To include good advice.

Again, we’re all different. We’re at many different life stages in many different locations. We have different backgrounds and pasts, and different bodies, homes, laws, equipment, obligations, support, income, and skills.

That sums up to mean we have very different capabilities.

When we see something awesome — a tangible, a skill, an accomplishment — and we want it, too, ask a couple of questions.

Can we do/get it? Do we have what would it require? How would we pull off the prerequisites? Does it fit into current budget (time, outlay, cash)? Is it worth realigning those? Worth realigning priorities?

See, the thing is “let it go, Louie” does not have to be an all or nothing, all-time permanent response.

If the answer to those questions is “no”, no biggie. Start a list for someday and append the words “for now”. Review the list periodically, because as we travel down this prepper road, priorities and capabilities — and thus what’s actionable — will change. Sometimes regularly.

Until then, keep on track, and … let it go, Louie.

Fruit Baskets

Take a gander at the fruit baskets that pop up everywhere as a holiday of some sort approaches: apples, oranges, pears.

Sometimes there’s grapefruit, clementines, tangerines, and kumquats. Sometimes local stores include variety crates with bananas and grapes. Sometimes they include dried apricots and a little less commonly in my neck of the woods, figs or dates. A fair number of the gifting and holiday-sit-out types include nuts.

And sometimes, for some holidays, there’s a fruitcake.

They’re each different. We can argue the merits of one or another over some other fruit, but it’s not going to change them. They are what they are.

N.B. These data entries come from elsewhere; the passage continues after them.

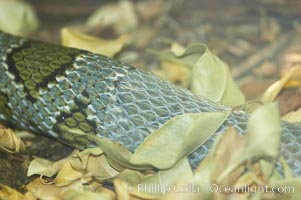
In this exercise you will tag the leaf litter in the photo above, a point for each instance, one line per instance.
(95, 172)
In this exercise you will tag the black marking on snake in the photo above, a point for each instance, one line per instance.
(37, 49)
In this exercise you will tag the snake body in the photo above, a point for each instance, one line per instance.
(67, 93)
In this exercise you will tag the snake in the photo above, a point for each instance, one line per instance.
(50, 89)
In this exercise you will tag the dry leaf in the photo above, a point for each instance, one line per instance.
(9, 141)
(272, 92)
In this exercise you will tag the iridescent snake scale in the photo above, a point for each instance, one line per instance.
(47, 88)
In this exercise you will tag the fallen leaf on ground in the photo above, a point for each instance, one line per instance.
(17, 17)
(79, 40)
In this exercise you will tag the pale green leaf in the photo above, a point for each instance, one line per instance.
(165, 179)
(80, 195)
(17, 17)
(211, 78)
(183, 133)
(262, 138)
(42, 167)
(75, 39)
(264, 132)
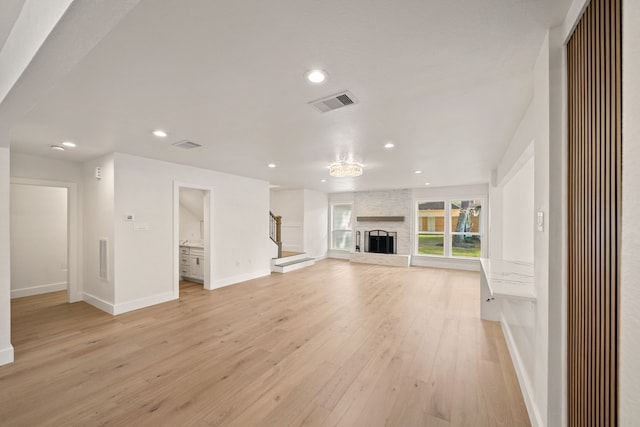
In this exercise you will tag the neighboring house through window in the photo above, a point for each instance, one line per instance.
(449, 228)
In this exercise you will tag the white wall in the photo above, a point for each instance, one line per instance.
(43, 168)
(145, 261)
(316, 232)
(191, 214)
(38, 239)
(518, 215)
(6, 349)
(629, 373)
(541, 335)
(98, 212)
(289, 204)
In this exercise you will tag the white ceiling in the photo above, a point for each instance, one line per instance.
(446, 81)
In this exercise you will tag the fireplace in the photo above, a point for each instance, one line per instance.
(380, 241)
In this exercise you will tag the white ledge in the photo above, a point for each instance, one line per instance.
(509, 279)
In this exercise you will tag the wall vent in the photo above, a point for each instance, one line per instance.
(334, 102)
(187, 145)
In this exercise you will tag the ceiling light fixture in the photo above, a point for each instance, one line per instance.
(345, 168)
(317, 76)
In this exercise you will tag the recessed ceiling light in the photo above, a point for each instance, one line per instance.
(316, 76)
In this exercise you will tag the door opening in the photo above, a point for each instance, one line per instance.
(192, 234)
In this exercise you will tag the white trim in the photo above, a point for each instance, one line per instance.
(525, 384)
(571, 19)
(74, 255)
(6, 355)
(99, 303)
(137, 304)
(468, 264)
(37, 290)
(240, 278)
(339, 254)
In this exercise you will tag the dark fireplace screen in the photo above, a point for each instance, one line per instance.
(380, 241)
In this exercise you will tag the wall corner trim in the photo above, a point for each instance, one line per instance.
(525, 383)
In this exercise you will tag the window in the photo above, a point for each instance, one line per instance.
(431, 228)
(341, 232)
(465, 228)
(451, 228)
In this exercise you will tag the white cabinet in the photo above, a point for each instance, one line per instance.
(192, 263)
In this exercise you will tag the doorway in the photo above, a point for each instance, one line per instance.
(44, 238)
(192, 236)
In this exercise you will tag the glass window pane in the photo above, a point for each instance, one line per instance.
(342, 217)
(466, 245)
(431, 244)
(431, 216)
(465, 216)
(342, 240)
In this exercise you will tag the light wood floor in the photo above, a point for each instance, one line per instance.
(333, 344)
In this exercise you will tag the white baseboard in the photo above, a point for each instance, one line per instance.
(239, 278)
(448, 263)
(338, 254)
(137, 304)
(523, 379)
(6, 355)
(98, 303)
(37, 290)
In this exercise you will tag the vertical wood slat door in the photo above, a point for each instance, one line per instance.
(594, 184)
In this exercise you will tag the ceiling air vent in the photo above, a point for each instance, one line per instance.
(334, 102)
(187, 145)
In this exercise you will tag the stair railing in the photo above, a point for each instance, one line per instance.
(275, 231)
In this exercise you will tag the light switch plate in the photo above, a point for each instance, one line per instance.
(540, 221)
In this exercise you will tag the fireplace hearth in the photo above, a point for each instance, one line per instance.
(380, 241)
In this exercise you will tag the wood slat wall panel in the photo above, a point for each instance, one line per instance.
(594, 167)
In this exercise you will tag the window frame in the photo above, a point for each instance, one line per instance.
(448, 227)
(418, 233)
(331, 229)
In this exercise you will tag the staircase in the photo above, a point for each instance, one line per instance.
(288, 261)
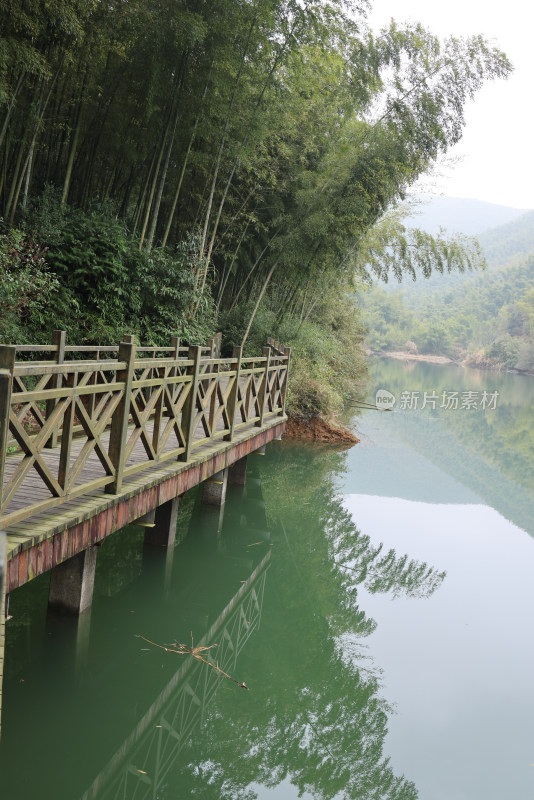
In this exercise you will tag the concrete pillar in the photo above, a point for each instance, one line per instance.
(214, 493)
(72, 582)
(3, 563)
(237, 473)
(163, 531)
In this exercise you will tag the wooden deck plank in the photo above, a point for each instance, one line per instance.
(43, 527)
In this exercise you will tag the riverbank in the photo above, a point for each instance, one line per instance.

Some are fragile, some are hardy in packing and have long shelf lives. Some are easy to eat, some messier or cleaner.

Some are trees, some are vines, some we call trees but are actually shrubs. Some are easy to grow with wide soil tolerance and few pests, some more difficult. There’s variance in just how much cool and cold weather they need — or will tolerate.

There’s value in that.

We just have to remember that an apple is never going to be an orange, and an orange is never going to be an apple, and there are always going to be fruitcakes out there somewhere, and learn to let it go.